2. Réduire au maximum le port de charge lourde
C’est le pilier de la manutention ergonomique. Toute charge supérieure à 25 kg pour les hommes et 20 kg pour les femmes (et souvent bien moins selon la répétitivité) devrait être manipulée par une aide technique.
L’installation de manipulateurs aériens ou de solutions mobile permet de limiter le poids ressenti par l’opérateur.
3. Ajuster les hauteurs de travail
Le « travail en zone de confort » se situe entre les hanches et le buste.
- Pour l’atteindre, remplacez les tables fixes par des tables élévatrices ou des postes de travail réglables en hauteur. Cela permet d’adapter l’outil à la taille de chaque individu.
4. Réduire les torsions du buste
Une torsion du tronc combinée à une charge est le scénario idéal pour une hernie discale.
- Solution : Réorganisez l’implantation du poste pour que l’arrivage et la sortie des pièces soient en face de l’opérateur.
5. Automatiser les tâches à haute répétitivité
L’objectif n’est pas d’automatiser pour remplacer les opérateurs sur leur poste de travail. Mais de réduire les efforts inutiles, qu’il s’agisse de soulever, pousser ou déplacer des charges.
L’introduction de solutions de levage tel qu’un chariot de manutention, tube de levage, permettra à l’utilisateur de ne plus soulever des charges.
6. Agir sur l’environnement : éclairage et bruit
On l’oublie souvent, mais la fatigue sensorielle aggrave la fatigue musculaire. Un mauvais éclairage force l’opérateur à adopter des postures inconfortables pour mieux voir sa pièce.
- Action : Optimisez l’apport de lumière naturelle et installez des éclairages LED ciblés sans éblouissement.
7. Favoriser la rotation des postes
La polyvalence est une arme anti-TMS. En changeant de poste au cours d’une même journée, l’opérateur sollicite des groupes musculaires différents.
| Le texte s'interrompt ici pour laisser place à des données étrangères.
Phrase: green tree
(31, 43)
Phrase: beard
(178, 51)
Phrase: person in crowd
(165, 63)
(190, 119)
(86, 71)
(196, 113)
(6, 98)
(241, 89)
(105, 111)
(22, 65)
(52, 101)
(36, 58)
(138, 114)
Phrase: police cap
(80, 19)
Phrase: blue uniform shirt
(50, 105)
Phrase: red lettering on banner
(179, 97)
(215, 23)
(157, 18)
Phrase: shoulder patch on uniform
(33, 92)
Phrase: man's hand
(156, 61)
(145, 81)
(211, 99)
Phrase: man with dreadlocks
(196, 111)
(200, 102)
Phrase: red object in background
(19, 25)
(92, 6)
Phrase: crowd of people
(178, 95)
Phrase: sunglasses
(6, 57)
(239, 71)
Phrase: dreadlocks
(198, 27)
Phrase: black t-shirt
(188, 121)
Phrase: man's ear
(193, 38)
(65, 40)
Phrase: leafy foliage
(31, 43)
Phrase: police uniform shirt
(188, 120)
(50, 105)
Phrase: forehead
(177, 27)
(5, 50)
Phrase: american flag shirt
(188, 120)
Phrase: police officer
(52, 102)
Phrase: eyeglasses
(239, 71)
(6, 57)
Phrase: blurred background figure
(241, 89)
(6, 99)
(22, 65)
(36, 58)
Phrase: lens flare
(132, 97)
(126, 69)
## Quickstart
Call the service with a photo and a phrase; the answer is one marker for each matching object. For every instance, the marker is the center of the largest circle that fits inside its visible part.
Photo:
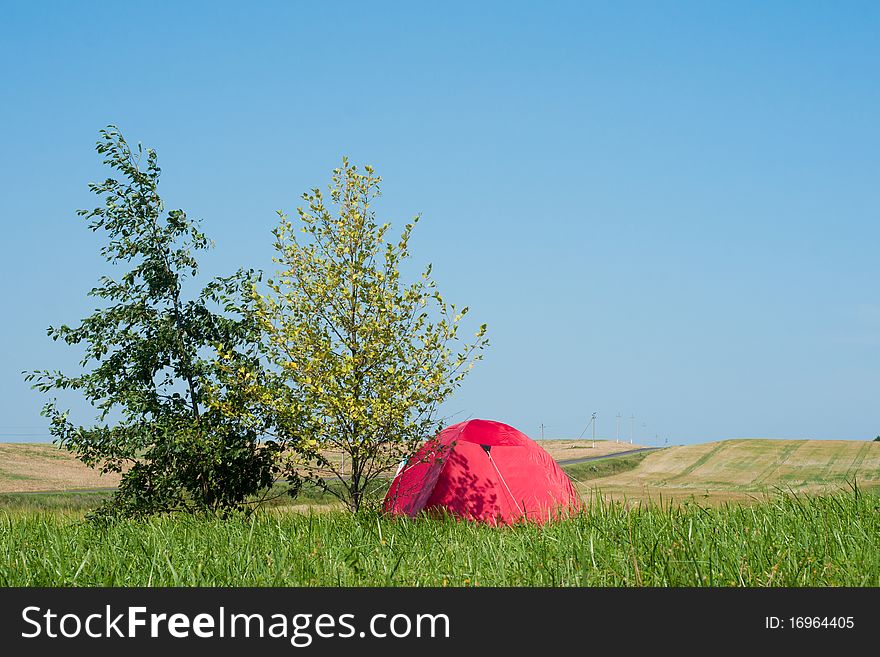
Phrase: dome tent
(485, 471)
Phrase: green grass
(604, 467)
(62, 501)
(831, 540)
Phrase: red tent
(485, 471)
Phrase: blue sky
(666, 210)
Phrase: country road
(607, 456)
(564, 462)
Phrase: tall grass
(788, 541)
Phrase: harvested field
(30, 467)
(746, 470)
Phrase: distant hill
(37, 467)
(747, 468)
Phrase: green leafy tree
(148, 362)
(362, 358)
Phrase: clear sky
(667, 210)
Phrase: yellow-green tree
(363, 358)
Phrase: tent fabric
(484, 471)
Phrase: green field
(831, 540)
(666, 518)
(745, 470)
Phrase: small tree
(148, 352)
(365, 359)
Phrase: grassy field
(831, 540)
(42, 467)
(682, 524)
(745, 470)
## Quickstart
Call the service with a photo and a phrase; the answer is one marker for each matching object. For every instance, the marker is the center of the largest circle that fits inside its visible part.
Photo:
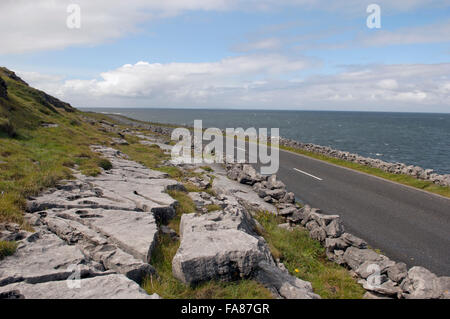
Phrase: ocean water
(421, 139)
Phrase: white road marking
(298, 170)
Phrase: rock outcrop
(380, 276)
(394, 168)
(3, 89)
(102, 229)
(225, 244)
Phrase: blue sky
(291, 54)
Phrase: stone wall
(394, 168)
(380, 276)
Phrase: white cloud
(432, 33)
(259, 81)
(33, 25)
(258, 45)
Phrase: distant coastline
(418, 139)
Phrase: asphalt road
(406, 224)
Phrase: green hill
(41, 138)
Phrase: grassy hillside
(42, 138)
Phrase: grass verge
(306, 259)
(399, 178)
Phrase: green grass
(185, 206)
(399, 178)
(7, 248)
(306, 259)
(169, 287)
(105, 164)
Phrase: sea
(421, 139)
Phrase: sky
(233, 54)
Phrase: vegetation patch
(306, 259)
(169, 287)
(105, 164)
(7, 248)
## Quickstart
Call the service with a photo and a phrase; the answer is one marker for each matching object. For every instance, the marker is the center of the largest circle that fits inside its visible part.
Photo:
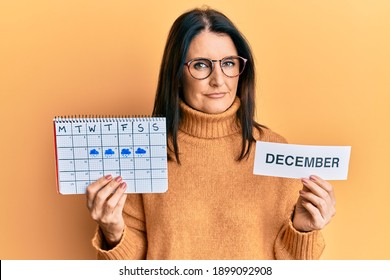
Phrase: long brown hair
(169, 92)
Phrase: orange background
(323, 79)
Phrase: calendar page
(90, 148)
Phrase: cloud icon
(140, 151)
(125, 152)
(94, 152)
(109, 152)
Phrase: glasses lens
(200, 68)
(232, 66)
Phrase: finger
(104, 193)
(318, 202)
(115, 203)
(326, 186)
(93, 188)
(314, 188)
(317, 220)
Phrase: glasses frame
(213, 61)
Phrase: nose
(217, 76)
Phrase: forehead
(211, 45)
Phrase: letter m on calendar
(299, 161)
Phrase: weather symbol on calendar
(94, 153)
(140, 152)
(125, 152)
(109, 153)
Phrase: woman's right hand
(105, 202)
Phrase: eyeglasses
(201, 68)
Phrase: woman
(215, 208)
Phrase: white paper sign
(299, 161)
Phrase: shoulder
(267, 135)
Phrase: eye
(228, 63)
(201, 65)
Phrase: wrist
(112, 239)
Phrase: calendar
(90, 148)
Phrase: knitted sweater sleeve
(293, 244)
(133, 244)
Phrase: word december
(299, 161)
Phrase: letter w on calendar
(298, 161)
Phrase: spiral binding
(105, 118)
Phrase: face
(216, 93)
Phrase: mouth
(216, 94)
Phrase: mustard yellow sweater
(215, 208)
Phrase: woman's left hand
(315, 206)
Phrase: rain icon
(140, 151)
(125, 152)
(109, 152)
(94, 153)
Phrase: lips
(216, 94)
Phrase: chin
(216, 109)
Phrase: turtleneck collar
(205, 125)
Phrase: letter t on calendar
(299, 161)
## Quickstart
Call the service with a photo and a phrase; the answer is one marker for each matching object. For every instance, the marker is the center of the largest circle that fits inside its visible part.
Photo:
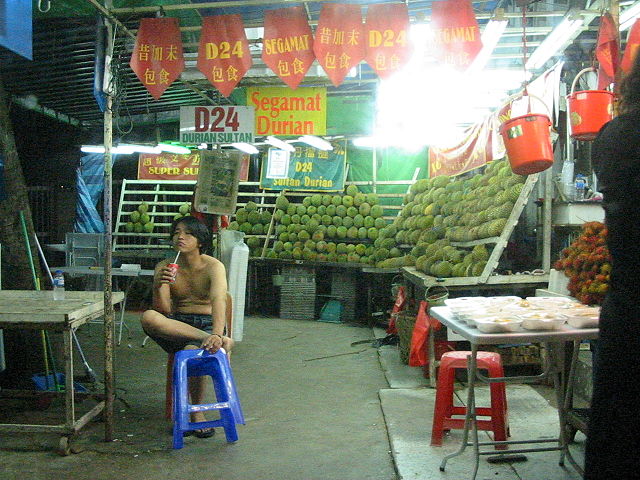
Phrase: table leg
(69, 395)
(566, 397)
(432, 357)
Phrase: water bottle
(581, 186)
(58, 285)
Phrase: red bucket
(589, 111)
(528, 143)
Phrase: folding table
(553, 340)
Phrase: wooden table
(129, 274)
(554, 342)
(37, 310)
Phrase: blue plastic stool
(197, 363)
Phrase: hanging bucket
(589, 110)
(528, 143)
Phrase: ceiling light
(125, 150)
(245, 147)
(276, 142)
(366, 142)
(142, 148)
(317, 142)
(556, 41)
(491, 35)
(629, 16)
(171, 148)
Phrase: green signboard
(307, 169)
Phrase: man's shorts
(198, 320)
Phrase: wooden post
(109, 384)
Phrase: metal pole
(374, 169)
(109, 386)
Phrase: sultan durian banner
(306, 169)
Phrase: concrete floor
(316, 406)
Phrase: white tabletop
(38, 309)
(473, 335)
(118, 272)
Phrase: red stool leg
(443, 408)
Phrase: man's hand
(212, 343)
(164, 276)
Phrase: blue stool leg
(180, 400)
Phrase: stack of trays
(298, 294)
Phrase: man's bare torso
(192, 289)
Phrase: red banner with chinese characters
(482, 144)
(339, 42)
(168, 166)
(456, 36)
(223, 55)
(387, 47)
(607, 51)
(288, 44)
(157, 58)
(631, 50)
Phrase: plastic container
(583, 317)
(58, 285)
(174, 271)
(581, 187)
(498, 324)
(542, 320)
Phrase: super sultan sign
(217, 124)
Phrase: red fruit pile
(587, 263)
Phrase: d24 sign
(219, 124)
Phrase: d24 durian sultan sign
(216, 124)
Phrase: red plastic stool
(444, 408)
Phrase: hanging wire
(524, 47)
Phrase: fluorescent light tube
(179, 149)
(365, 142)
(556, 41)
(629, 16)
(245, 147)
(317, 142)
(123, 149)
(491, 35)
(276, 142)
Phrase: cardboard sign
(216, 124)
(280, 111)
(157, 58)
(456, 35)
(387, 28)
(223, 55)
(168, 166)
(288, 44)
(339, 42)
(217, 187)
(307, 169)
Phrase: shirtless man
(190, 312)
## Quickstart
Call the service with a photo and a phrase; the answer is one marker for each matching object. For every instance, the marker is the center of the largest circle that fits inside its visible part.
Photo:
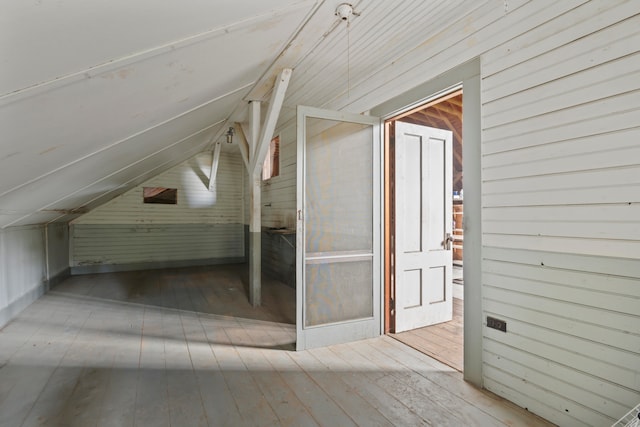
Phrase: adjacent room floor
(443, 342)
(184, 348)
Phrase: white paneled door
(423, 261)
(338, 233)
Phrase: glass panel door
(338, 259)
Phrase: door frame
(467, 75)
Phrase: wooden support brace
(243, 144)
(214, 165)
(275, 105)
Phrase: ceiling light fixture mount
(230, 134)
(344, 11)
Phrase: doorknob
(448, 239)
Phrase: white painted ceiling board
(44, 40)
(93, 113)
(95, 98)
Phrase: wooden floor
(183, 348)
(443, 342)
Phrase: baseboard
(114, 268)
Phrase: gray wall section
(279, 257)
(57, 240)
(23, 269)
(126, 247)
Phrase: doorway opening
(424, 236)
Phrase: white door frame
(468, 75)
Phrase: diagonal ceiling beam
(275, 105)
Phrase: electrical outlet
(498, 324)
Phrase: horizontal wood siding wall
(203, 225)
(561, 184)
(561, 215)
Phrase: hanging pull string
(349, 58)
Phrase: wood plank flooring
(184, 348)
(443, 342)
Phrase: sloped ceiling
(96, 97)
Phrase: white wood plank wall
(561, 214)
(561, 181)
(279, 193)
(203, 225)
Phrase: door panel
(338, 252)
(423, 258)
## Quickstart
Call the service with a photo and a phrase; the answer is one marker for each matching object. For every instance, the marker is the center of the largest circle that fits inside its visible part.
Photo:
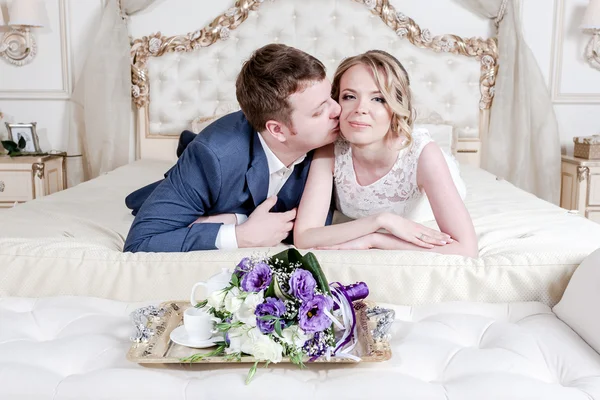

Cela limite la saturation d’une articulation spécifique (poignet, épaule, coude).
8. Former plutôt que guérir
La formation est indispensable, elle permet d’apprendre ou de rappeler les gestes essentiels en manutention, mais elle ne suffit pas seule.
- Le matériel avant la technique : L’équipement ergonomique doit primer sur l’effort physique.
- L’aménagement des postes de travail pour répondre aux besoins des opérateurs et apporter des solutions.
- Formation ciblée : Formez vos équipes à l’usage des outils d’aide à la manutention pour garantir leur efficacité.
9. Entretenir régulièrement le matériel de manutention
Un transpalette manuel dont les roues sont usées demande un effort de démarrage immense.
- Mettez en place un plan de maintenance préventive pour que les outils d’aide à la manutention restent fluides. Un outil dur à manipuler finit par ne plus être utilisé et être dangereux pour les opérateurs.
10. Instaurer une culture de l’amélioration continue
L’ergonomie est un travail permanent. Créez un canal de remontée d’informations où chaque collaborateur peut signaler un inconfort avant qu’il ne se transforme en arrêt de travail.
La lutte contre les TMS ne se résume pas à l’achat d’une machine ou au respect d’une norme. C’est un engagement quotidien pour que personne ne reparte du travail avec une douleur qu’il n’avait pas en arrivant.
En mettant en place ces 10 actions, vous faites bien plus que protéger la santé de vos équipes : vous facilitez leur travail. Un opérateur qui n’a plus à lutter contre le poids ou la fatigue est un opérateur qui travaille mieux, plus sereinement, et qui reste fidèle à son poste.